Methane from deep within the earth has a higher ratio of the carbon isotope C13 to C12, another carbon isotope; methane from microbial sources has a lower ratio of C13 to C12. The team found that over time, their presence in the atmosphere shifted toward a higher C13 to C12 ratio. That would suggest that methane from fossil fuel sources was having a larger influence than methane from microbial sources.
The researchers said this might have reflected changes in agricultural practices in Asia like switching from organic to inorganic fertilizers and draining the rice paddies at midseason to save water, which created a less favorable environment for methane-releasing microbes.

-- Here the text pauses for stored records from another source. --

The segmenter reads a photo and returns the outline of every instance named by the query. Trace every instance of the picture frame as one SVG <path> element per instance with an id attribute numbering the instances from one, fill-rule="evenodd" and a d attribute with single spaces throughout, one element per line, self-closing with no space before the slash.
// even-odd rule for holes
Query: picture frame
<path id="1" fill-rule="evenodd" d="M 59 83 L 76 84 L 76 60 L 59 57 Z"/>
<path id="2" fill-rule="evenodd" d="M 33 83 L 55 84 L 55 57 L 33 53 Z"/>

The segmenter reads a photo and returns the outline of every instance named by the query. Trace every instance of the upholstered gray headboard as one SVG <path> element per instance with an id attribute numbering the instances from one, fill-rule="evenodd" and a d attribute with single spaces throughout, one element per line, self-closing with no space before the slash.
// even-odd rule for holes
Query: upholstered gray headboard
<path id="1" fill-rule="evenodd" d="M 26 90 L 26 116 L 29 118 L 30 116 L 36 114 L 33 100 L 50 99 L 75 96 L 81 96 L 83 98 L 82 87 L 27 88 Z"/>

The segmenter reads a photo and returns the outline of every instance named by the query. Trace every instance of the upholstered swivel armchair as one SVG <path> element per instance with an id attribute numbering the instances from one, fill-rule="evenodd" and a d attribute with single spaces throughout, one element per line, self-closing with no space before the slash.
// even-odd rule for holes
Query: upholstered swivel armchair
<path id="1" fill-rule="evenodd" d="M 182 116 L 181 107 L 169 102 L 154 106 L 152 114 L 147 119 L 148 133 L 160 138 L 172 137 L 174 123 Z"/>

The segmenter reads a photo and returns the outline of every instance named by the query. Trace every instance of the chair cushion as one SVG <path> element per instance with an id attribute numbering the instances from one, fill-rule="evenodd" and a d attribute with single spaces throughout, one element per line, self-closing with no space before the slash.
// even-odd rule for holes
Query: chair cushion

While the conclusions of the two studies seem to be in opposition, it is possible that both are at least partly right and that other factors have an even larger influence on the methane budget in the earth’s atmosphere. Both teams of researchers point out that neither of them took a deep look at methane sinks, for example, some of which are negative feedback loops, growing stronger in effect as methane levels increase.
Both sides also acknowledge that neither theory explains why since around 2006, methane levels have again been on the rise. The recent trend makes it more urgent than ever to understand the human influence on methane concentrations in the atmosphere, scientists say, so that it can be controlled to combat global warming.